Selain overlapping izin, kata dia, klaim tersebut berdampak pada berkurangnya riil area kawasan kelola masyarakat Desa Karang Sidemen.
Dampak lainnya, kelompok harus membayar distribusi Pendapatan Negara Bukan Pajak (PNBP) yang melebihi luas area yang sebenarnya kami kelola. Selain itu, masyarakat yang telah terikat dalam kontrak kemitraan Tahura bahkan harus membayar double dari hasil pengelolaannya atas kawasan, yaitu sharing untuk membayar PNBP dan bagi hasil dengan Tahura pada sisi yang lain.
Romi juga menambahkan bahwa, pihaknya juga memiliki masalah terkait harga hasil produksi pengelolaan hutan.
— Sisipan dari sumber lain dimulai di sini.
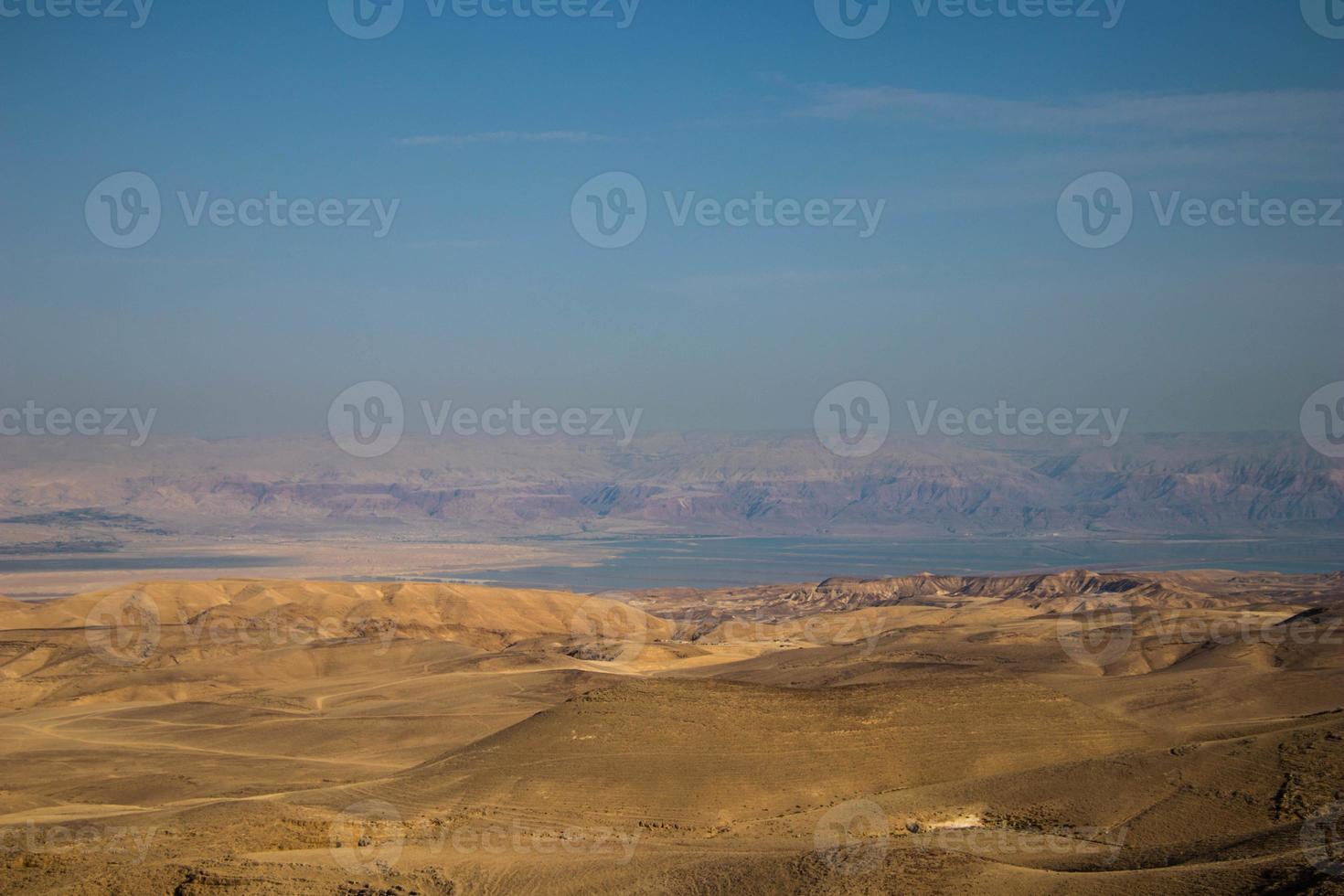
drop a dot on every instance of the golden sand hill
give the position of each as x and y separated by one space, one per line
1077 732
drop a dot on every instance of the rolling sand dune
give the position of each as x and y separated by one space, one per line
1070 732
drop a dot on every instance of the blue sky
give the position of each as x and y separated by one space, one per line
484 129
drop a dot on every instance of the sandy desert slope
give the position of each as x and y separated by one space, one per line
1070 732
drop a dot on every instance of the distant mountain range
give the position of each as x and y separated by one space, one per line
706 484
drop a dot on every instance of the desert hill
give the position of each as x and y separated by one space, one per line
1063 732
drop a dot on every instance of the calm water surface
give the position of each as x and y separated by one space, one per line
714 563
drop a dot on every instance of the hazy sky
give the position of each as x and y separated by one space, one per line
483 292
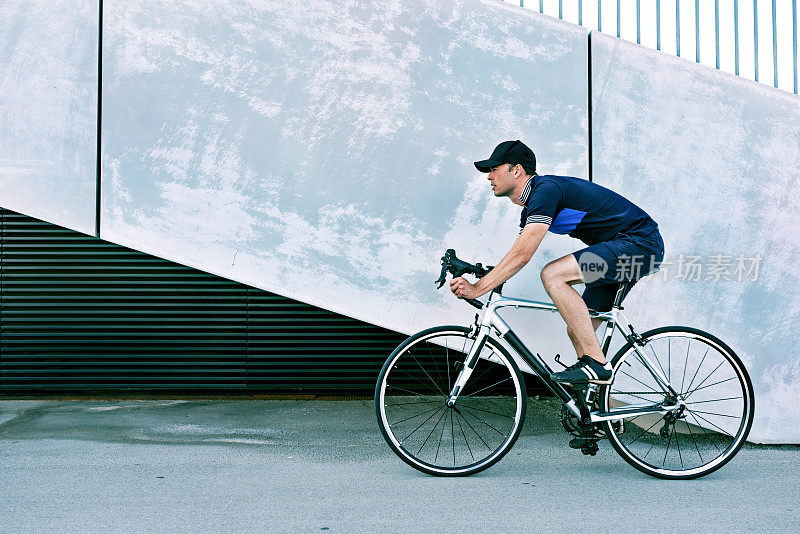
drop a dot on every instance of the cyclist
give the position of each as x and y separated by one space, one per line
624 245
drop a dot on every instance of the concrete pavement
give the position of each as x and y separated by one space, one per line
322 466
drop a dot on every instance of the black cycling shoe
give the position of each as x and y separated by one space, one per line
586 371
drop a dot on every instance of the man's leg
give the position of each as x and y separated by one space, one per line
558 278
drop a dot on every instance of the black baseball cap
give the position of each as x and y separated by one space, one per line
509 152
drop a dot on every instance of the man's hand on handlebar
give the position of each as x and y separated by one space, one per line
463 289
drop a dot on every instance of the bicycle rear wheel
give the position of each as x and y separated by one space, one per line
712 383
411 395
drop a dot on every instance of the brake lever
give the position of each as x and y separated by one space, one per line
445 264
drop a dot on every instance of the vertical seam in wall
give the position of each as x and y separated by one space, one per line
99 117
589 58
2 271
247 337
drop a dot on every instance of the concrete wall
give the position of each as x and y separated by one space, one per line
48 110
323 150
715 159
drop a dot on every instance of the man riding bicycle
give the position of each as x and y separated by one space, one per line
624 245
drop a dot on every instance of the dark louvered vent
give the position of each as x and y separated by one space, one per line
78 314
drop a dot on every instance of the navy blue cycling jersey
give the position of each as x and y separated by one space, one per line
582 209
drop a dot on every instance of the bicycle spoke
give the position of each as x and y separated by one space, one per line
705 432
429 376
417 415
435 361
698 369
407 391
706 445
409 375
706 378
678 443
420 425
685 364
489 411
689 428
717 414
476 432
423 430
439 446
411 403
431 433
482 420
465 438
643 432
708 386
487 387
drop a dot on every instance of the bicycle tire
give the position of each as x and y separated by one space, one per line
726 432
506 416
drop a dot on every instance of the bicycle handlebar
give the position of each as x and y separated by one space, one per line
451 264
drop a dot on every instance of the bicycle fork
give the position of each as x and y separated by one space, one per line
469 365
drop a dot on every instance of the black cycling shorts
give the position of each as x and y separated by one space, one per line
605 266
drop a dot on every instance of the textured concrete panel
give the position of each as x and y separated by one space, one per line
323 150
48 110
714 159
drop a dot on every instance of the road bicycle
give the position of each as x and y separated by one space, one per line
451 400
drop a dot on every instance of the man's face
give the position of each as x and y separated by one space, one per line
502 180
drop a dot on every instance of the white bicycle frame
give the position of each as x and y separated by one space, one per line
489 323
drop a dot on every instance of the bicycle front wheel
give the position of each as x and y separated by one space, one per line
712 385
411 403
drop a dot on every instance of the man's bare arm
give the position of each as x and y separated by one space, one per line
520 254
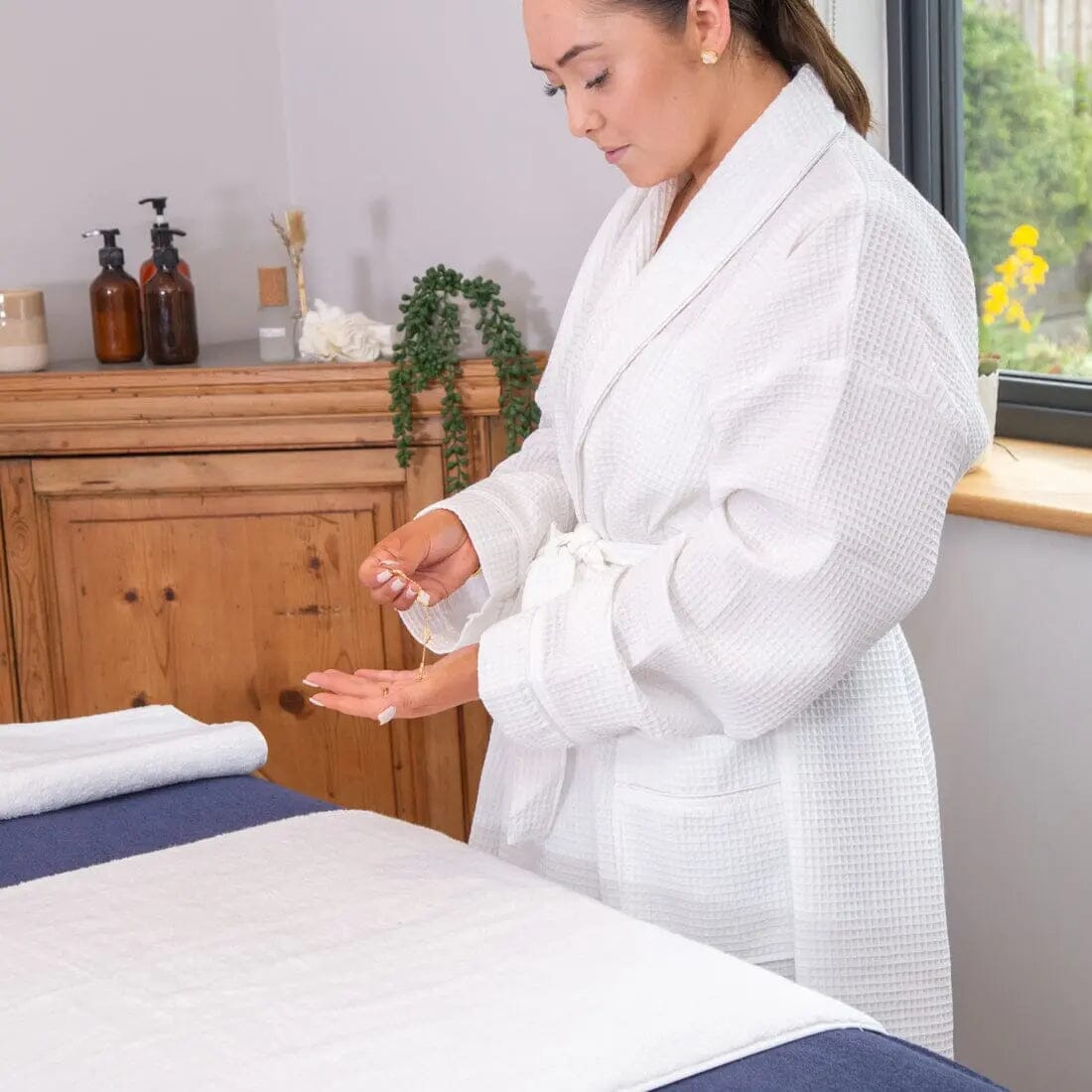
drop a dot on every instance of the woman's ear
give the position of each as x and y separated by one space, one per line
710 22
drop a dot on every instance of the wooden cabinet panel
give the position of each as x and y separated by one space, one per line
216 583
142 563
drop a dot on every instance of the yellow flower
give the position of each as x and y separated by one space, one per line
1024 236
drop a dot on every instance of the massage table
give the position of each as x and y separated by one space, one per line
138 829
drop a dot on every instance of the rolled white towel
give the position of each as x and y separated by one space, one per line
53 764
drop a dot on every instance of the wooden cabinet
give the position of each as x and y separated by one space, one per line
149 559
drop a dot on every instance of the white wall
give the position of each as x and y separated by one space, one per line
1003 643
411 133
418 134
105 105
860 29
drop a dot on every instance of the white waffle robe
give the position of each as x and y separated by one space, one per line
694 572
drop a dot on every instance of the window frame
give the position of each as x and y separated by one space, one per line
925 96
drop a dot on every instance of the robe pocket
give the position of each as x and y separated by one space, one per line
712 867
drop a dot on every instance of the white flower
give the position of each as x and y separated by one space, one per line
331 335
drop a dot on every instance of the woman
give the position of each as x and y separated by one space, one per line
686 622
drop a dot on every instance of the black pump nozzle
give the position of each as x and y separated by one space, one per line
163 235
111 253
166 254
160 205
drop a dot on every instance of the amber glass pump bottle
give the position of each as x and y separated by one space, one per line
115 305
171 310
160 239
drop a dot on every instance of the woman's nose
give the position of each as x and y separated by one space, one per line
582 120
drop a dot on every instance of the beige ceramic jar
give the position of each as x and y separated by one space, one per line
23 341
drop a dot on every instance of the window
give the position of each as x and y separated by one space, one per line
992 119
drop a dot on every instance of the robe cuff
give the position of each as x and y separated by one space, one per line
451 620
505 690
492 534
553 676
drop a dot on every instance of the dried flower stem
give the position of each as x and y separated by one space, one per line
294 237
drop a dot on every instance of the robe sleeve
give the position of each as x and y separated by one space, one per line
508 516
850 414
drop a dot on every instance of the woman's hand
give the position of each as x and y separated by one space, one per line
383 696
433 555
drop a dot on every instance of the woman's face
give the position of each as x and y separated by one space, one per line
636 90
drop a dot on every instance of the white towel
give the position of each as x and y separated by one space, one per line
56 763
348 951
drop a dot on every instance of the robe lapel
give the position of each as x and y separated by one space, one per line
763 167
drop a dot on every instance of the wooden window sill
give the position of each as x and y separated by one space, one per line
1038 484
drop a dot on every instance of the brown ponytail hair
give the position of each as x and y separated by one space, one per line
788 31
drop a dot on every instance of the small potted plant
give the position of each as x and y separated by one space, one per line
428 353
1005 326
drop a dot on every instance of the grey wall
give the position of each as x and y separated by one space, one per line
411 133
1003 642
105 104
418 134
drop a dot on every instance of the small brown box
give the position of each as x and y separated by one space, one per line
273 286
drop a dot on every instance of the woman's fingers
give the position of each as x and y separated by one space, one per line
357 707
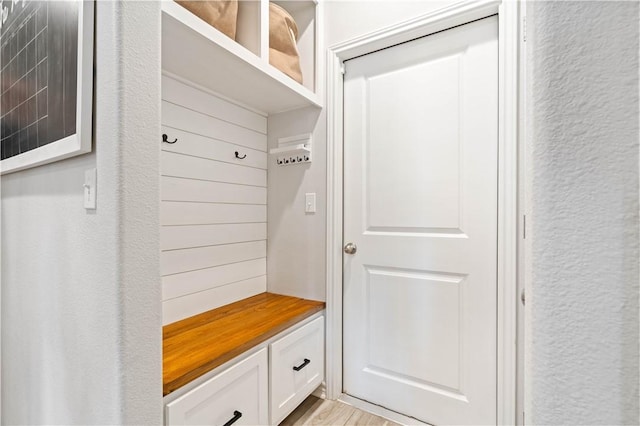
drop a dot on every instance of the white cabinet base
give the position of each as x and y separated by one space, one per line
239 393
296 368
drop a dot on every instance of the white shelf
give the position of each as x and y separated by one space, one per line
197 52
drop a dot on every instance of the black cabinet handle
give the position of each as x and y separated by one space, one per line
301 366
236 415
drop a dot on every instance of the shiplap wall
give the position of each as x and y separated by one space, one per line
214 207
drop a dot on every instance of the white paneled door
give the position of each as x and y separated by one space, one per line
420 200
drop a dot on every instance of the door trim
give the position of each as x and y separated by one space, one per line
510 89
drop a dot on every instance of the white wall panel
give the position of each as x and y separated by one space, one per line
186 119
183 307
175 261
213 205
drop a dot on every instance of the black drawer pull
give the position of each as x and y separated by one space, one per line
236 415
301 366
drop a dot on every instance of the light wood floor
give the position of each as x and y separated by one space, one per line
316 411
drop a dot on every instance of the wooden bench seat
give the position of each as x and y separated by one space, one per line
197 345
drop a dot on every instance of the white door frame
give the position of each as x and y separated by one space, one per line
509 17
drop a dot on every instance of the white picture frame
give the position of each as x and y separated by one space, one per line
81 141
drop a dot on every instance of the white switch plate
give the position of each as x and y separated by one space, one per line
310 202
90 189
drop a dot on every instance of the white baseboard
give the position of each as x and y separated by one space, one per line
380 411
321 391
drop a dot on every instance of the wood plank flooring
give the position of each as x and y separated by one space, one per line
315 412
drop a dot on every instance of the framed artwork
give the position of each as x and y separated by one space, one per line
46 81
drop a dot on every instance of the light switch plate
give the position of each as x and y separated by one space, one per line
90 189
310 202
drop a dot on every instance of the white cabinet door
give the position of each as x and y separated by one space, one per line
297 368
420 200
236 396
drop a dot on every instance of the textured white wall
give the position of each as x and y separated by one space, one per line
582 356
80 290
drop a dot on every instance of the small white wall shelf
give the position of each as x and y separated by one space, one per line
293 150
240 70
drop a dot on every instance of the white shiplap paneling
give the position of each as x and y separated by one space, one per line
213 205
182 94
189 213
186 166
192 304
213 149
179 117
179 189
204 279
176 261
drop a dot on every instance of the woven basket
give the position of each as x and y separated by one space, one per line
283 34
221 14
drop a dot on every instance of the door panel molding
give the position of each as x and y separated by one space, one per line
509 18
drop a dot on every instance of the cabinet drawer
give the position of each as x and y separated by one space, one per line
239 392
297 368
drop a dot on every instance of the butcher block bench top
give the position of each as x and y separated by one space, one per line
196 345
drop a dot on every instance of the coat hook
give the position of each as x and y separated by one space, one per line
165 138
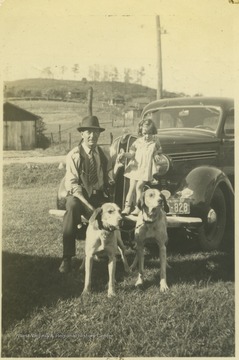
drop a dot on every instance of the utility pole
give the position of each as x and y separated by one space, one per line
160 73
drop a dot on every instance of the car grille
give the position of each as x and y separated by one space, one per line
195 155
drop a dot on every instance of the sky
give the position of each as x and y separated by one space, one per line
199 47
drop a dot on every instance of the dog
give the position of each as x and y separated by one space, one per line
152 223
103 236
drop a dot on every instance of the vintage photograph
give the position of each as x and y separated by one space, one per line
118 169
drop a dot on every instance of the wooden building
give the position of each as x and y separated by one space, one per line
19 128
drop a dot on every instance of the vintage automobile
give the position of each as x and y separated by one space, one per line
196 171
197 167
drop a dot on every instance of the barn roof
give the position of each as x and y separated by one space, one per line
13 112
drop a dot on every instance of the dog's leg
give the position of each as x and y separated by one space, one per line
88 270
163 264
111 269
121 249
140 256
82 267
135 262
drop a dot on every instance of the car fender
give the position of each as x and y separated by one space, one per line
202 181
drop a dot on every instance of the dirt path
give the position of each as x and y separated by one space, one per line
14 157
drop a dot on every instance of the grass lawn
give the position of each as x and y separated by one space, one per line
43 314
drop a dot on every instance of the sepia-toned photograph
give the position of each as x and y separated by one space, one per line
118 178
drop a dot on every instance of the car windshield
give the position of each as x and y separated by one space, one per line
196 117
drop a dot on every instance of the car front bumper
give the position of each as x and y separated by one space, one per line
176 221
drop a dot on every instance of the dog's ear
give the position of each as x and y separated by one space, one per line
165 204
95 218
140 202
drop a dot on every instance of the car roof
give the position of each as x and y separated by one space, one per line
224 102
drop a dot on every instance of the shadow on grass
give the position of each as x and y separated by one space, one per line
197 268
30 282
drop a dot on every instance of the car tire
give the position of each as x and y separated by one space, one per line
211 235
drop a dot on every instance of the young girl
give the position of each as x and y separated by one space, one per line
144 155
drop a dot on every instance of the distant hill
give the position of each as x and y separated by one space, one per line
102 90
62 89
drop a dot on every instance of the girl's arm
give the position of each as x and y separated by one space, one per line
158 149
130 154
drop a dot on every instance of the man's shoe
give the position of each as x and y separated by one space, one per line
65 266
126 210
136 211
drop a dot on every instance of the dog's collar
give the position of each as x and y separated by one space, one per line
109 228
149 221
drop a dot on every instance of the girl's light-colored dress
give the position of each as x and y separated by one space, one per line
142 166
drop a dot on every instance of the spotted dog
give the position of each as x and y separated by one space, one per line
103 236
152 224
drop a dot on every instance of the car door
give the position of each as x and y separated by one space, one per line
228 164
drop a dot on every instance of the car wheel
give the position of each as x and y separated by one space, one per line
211 234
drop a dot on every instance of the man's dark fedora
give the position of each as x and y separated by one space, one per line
90 123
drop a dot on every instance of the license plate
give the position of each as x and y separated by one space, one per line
179 206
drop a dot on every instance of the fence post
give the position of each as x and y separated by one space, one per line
69 140
59 134
111 138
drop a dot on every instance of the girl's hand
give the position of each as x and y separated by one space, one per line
157 158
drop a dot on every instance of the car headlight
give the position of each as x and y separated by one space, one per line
162 166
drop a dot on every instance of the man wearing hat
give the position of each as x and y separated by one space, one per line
85 181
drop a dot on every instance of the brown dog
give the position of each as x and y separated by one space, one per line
152 224
103 235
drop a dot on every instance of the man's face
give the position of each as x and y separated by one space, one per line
90 137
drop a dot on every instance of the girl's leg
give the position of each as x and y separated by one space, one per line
129 197
139 192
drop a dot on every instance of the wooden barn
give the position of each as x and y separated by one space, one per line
19 128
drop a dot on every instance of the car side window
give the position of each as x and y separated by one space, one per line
229 124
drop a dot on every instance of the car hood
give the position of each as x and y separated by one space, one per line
185 137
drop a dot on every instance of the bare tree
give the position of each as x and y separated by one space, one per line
63 70
140 75
127 75
75 70
48 72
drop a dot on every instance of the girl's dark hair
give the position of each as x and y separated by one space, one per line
151 125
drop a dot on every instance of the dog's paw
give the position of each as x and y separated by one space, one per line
139 281
163 286
85 292
127 269
111 294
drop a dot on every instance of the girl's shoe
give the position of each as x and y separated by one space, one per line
126 210
136 211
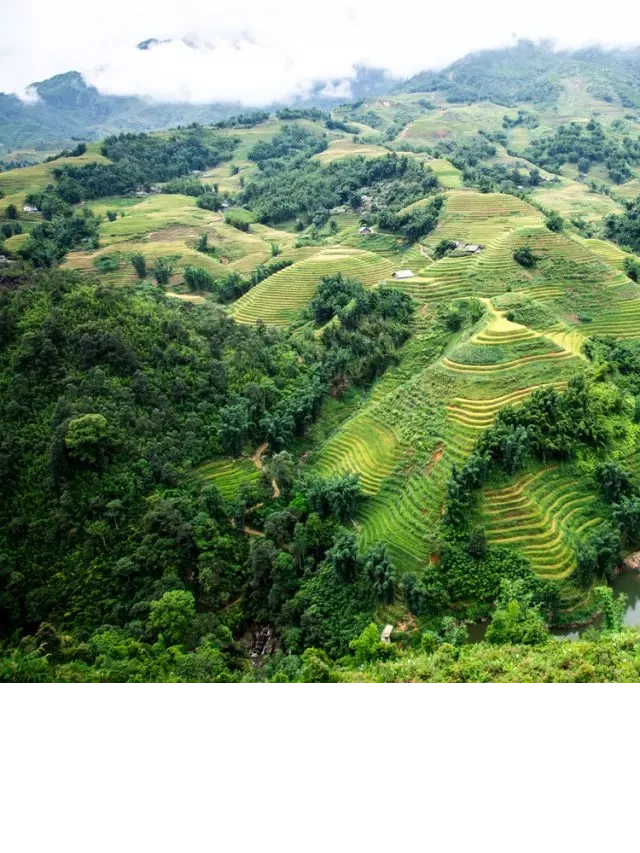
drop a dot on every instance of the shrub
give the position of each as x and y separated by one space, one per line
163 270
524 256
139 264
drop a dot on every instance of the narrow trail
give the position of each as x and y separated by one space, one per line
257 461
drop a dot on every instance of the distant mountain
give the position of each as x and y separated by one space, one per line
531 72
67 109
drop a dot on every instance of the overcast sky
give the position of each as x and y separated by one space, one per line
258 51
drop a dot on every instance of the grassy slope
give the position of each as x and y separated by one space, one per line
427 411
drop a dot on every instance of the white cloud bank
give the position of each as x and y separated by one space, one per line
260 51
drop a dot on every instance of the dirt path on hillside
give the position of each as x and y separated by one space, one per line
257 461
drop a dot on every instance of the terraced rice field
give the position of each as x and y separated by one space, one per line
228 475
341 148
481 217
623 321
363 446
480 413
572 198
448 175
18 183
541 514
278 299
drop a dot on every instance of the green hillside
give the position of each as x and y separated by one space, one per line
279 378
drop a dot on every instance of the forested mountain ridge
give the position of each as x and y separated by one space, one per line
272 384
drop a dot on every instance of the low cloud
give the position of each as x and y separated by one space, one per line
260 51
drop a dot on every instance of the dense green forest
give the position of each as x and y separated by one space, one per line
274 383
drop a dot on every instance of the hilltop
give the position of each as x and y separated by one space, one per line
282 377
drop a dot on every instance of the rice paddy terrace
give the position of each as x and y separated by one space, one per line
422 417
427 411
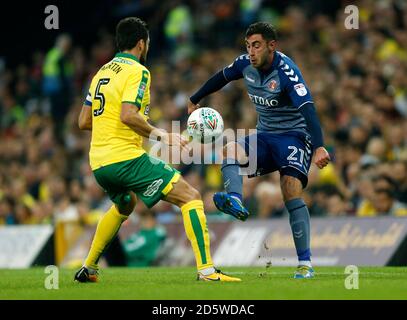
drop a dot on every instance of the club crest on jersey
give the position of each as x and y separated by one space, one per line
272 85
300 89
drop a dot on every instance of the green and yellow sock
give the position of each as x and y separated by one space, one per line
106 230
197 233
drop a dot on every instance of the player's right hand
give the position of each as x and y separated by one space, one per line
321 157
192 107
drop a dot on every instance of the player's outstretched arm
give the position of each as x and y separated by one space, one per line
215 83
131 117
85 118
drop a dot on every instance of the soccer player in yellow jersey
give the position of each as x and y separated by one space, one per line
116 110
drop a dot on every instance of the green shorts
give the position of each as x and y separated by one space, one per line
148 177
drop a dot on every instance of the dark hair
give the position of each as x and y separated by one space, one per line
264 28
129 31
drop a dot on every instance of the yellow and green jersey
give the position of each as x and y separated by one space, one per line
123 79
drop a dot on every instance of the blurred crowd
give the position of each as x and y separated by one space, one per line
357 79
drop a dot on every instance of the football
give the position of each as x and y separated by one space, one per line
205 125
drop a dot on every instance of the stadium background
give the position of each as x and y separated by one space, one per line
357 78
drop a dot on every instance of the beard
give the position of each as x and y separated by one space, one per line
143 58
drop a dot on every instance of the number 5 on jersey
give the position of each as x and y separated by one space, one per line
99 96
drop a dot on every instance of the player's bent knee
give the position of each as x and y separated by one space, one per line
233 150
127 209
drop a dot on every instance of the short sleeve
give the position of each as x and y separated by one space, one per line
294 85
136 87
234 71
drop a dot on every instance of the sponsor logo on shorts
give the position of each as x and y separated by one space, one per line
153 188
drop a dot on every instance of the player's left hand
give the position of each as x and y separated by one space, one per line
192 107
321 157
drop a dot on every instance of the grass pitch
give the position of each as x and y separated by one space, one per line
171 283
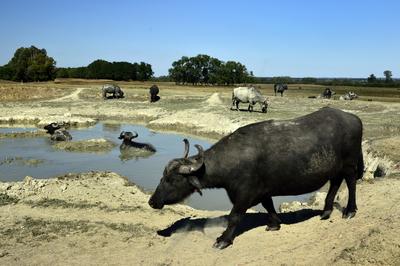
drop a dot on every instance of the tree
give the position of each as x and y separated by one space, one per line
371 79
29 64
388 76
204 69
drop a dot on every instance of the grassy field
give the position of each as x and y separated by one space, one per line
42 90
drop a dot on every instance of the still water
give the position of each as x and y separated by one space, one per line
145 172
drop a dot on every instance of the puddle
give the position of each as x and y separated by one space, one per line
144 170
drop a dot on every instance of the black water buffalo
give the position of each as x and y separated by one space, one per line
61 135
279 87
249 95
128 142
113 89
327 93
58 131
153 91
271 158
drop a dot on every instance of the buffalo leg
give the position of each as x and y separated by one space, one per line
275 222
334 187
351 208
228 235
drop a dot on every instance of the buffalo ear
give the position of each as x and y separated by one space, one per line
194 181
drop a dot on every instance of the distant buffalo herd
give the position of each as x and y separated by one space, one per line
261 160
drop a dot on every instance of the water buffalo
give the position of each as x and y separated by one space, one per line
248 95
153 91
113 89
128 142
279 87
61 135
349 96
326 94
58 131
271 158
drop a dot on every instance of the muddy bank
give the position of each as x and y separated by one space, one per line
99 218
Menurut dia, petani masih sulit mengakses pasar, sehingga hasil hutan yang dikelola, maupun produk dari olahan hasil hutan yang diproduksi tidak dapat menjangkau pasar dengan harga yang layak dan menguntungkan bagi petani.
“Sebagai contoh saja, satu tandan buah pisang harganya hanya Rp. 2000, buah Alpukat hanya Rp. 2000-6000/Kg. Demikian juga dengan hasil alam lainnya yang harganya sangat rendah,” ujarnya. (HH)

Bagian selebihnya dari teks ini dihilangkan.